Notifications over HTTP is the underpinning of workflow. The thinking behind Web Hooks is very appealing – systems talking to little blobs of code on the web. This keeps things nice and open.

Open source used as a learning process: almost everything a person makes is not worth hiding and definitely worth sharing. In an environment where people are working with similar systems, open source will make people make better things (we don’t have to be talking code – process, procedure, example are all good).

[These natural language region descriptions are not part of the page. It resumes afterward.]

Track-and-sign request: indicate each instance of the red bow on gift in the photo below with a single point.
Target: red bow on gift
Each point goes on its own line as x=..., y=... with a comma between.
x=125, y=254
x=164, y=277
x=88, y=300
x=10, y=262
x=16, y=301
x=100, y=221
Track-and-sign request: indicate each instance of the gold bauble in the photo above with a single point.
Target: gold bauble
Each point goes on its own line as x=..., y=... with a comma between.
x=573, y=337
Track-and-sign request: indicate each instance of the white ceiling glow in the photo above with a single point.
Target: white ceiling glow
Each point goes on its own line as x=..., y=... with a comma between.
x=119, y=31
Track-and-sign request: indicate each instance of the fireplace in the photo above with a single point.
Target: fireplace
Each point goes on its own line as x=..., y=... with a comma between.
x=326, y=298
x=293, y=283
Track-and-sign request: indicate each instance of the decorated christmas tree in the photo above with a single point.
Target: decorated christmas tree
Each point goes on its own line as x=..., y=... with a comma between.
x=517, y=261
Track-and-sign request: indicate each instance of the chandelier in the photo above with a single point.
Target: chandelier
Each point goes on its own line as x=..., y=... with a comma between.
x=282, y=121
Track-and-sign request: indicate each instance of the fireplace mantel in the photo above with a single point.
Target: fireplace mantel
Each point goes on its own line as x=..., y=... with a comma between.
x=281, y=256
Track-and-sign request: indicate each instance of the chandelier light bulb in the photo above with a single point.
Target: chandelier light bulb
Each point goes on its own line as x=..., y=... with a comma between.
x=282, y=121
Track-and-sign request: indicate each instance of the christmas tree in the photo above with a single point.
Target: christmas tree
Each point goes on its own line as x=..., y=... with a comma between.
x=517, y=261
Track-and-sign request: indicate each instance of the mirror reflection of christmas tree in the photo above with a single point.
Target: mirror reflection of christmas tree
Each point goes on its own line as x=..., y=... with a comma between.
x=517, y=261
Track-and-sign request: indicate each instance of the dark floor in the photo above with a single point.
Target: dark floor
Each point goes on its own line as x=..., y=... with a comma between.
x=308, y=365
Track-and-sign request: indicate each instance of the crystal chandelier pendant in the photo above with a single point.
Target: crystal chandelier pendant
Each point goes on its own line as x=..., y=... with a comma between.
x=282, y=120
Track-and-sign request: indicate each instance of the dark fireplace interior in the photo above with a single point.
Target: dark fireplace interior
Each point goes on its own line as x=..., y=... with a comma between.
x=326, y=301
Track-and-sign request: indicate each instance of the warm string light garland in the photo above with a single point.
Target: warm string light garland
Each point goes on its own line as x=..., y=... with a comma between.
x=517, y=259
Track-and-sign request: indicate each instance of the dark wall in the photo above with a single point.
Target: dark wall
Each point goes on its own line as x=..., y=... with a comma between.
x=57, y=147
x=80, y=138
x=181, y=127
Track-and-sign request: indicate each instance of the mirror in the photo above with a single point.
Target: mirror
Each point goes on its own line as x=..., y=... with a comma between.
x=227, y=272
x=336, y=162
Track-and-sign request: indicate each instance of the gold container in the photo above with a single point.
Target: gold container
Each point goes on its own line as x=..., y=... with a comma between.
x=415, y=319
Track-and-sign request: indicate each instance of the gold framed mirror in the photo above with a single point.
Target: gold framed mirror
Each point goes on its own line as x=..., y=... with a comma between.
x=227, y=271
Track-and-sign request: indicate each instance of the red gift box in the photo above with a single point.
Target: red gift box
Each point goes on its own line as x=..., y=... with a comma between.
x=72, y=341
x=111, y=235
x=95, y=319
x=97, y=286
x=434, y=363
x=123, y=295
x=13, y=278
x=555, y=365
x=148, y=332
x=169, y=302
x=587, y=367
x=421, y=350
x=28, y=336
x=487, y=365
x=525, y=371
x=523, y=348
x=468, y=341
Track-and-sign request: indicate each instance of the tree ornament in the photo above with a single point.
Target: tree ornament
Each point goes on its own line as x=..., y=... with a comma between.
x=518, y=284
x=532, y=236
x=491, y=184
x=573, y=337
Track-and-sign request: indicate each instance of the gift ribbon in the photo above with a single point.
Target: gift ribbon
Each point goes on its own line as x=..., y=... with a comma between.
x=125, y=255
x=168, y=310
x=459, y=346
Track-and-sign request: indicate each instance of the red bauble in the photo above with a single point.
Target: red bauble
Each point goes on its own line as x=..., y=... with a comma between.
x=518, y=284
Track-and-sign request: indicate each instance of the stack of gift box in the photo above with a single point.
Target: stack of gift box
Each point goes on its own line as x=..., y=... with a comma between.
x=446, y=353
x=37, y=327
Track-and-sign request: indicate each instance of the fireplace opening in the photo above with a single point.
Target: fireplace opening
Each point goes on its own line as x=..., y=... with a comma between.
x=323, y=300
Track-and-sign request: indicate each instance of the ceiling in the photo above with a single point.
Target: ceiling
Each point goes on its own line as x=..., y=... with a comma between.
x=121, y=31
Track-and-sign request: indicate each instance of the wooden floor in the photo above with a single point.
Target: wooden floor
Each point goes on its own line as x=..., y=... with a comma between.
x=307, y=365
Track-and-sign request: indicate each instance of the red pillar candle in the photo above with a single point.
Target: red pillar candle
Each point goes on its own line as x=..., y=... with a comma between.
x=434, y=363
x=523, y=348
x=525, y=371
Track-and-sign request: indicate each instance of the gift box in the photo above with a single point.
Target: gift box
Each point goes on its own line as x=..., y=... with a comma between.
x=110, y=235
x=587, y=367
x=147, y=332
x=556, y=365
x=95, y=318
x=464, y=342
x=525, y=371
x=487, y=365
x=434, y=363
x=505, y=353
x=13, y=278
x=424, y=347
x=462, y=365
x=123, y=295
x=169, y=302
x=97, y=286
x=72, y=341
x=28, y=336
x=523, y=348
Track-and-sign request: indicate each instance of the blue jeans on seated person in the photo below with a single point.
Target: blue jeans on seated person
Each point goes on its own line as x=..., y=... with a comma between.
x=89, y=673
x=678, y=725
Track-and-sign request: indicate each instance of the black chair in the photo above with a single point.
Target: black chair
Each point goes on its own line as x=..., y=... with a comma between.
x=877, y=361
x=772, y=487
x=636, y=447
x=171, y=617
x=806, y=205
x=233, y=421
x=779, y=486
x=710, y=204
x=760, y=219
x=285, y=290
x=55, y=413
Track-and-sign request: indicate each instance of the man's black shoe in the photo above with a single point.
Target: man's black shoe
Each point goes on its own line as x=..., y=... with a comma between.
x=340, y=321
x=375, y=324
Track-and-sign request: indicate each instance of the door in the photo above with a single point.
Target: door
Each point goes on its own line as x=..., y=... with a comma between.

Finally, don’t try to do everything. Not everyone needs to write their own process editor or form maker, nor do they need to invent their own cloud or firewall.

The companies

This does not include everyone who thinks they are doing PaaS (Google App Engine and Heroku are not on my list). My investigation was focused on developing applications with less technical skills, but I’m mentioning all the PaaS-esque companies I found in case they are useful to someone. In no particular order…

Generally convincing

Zoho Creator
Wolf Frameworks

Generally unconvincing

Caspio Bridge
Microsoft Dynamics
Google Scripts
Boomi AtomSphere
Informatica Cloud
Cast Iron OmniConnect



  1. Posted August 24, 2010 at 8:48 pm | Permalink

    Hi Jonathan, great summary thanks for your insights. As a vendor it is often hard to maintain an unbiased view of the market and our competitors — analysis like this helps.

    Matt (CEO, Rollbase)

  2. Posted August 29, 2010 at 6:32 pm | Permalink


    Great reading. I could not agree more. As a small business owner who has been looking for the right solution to build and deploy a web application since 2008 I know the frustration over the current state of offerings.

    Some items you did not mention that I think are also very important are:

    1. Reliability – I have seen Coghead and now recently DabbleDB go away, which feeds into my concern about “here today gone tomorrow” providers.

    2. Branding – Wow, I cannot believe how the current providers just cant seem to get this right as well as understand how important it is. Who wants to develop an application that has SOMEONE else’s name plastered all over it????

    3. Cost/DB size and storage – I think all paas providers are missing the mark when it comes to how much they charge and what exactly they charging for. Most providers offer a truly paltry amount of storage with their offerings.

    • Posted October 18, 2010 at 8:52 am | Permalink

      Hi Jose,

      I completely agree with your points, PaaS seems to answer a lot of challenges but it can be hard to find a vendor that reliably checks all the boxes.

      You might be glad to know that Iceberg has a good answer to all 3 of yours points.

      1. Fractis (the company behind Iceberg) has been in business for 5+ years, is profitable and not dependent on investors or a changeable market.

      2. You can completely change the branding and design of Iceberg

      3. We don’t charge by database size.

      If you are interested in talking further and getting a deeper look at Iceberg please email me at

      Wayne (CEO – Iceberg)

  3. Posted February 8, 2011 at 2:51 pm | Permalink

    Hi Jonathan,

    Great post! For us, paas companies, it’s crucial to know how the final user feels at the end of the day, not only the final user, but also the developer.
    In our company we try to performance a good balance between technical approach and WYSIWYG, we have blurred that step by creating our own scripting language, that can be imported onto the application.